亡國の孤城Ⅱ ~デイファレト・無人の玉座~


歩く殺人鬼の次の獲物は、どうやら自分に向いたようだ。
正直な話、足が震えて竦んでしまうが…今は折れた肋や腕の痛みのせいか、恐怖さえも麻痺している。


…こんな人の皮を被った化け物に、武術を中途半端にかじったくらいの自分の力量で、勝てる筈が無い。



原形を止めないくらいにボロボロにされるのか。 それとも案外簡単に、一太刀で切り捨てるのか。

どちらか一方の運命が、物凄い剣幕でじりじりと近寄って来ているが。
















「…どっちも、御免だ」







砂利と雪塗れのマントを翻し、無傷の腕を内に潜り込ませ…ハイネは………自分の武器である、鎚を取り出した。

バリアンの民ならば…誰もが持つもの。
ドールの様に頻繁に扱うわけではない。戦闘でも剣ばかりでほとんど滅多に使わない武器。
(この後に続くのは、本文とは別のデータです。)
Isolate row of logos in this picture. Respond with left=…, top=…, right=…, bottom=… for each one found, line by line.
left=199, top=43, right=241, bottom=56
武器と成り果ててしまった、伝統と歴史を抱えた哀れな武器。

これを使うのは恐らく…いや、確実に。

これで。











「………最後だ」



ハイネが握り締める鎚が、一気に巨大化した。ドールの鎚よりもやや大きく、質素な装飾で薄汚れた…年季の入った鎚である。

直後、周囲の兵士達が身構えるのが分かった。ゼオスだけは、相変わらずの怖面でズカズカと歩み寄ってくる。









不意に、ハイネは真っ黒な空を見上げた。

厚い雪雲が所狭しと隙間無く占めた頭上の空には、当たり前だが、明るい月もまばゆい星の群れも何も見えない。

微かに見える埃の様な白い粉雪は闇に塗れ、その本来の美しさも、今は見いだせない。
ただ、寒いな…冷たいな…という感覚しか、無かった。







あの壮大な、何処を見ても何も無い砂漠が、恋しい。

あの夜空が、あの灼熱の太陽が、あの熱い空気が。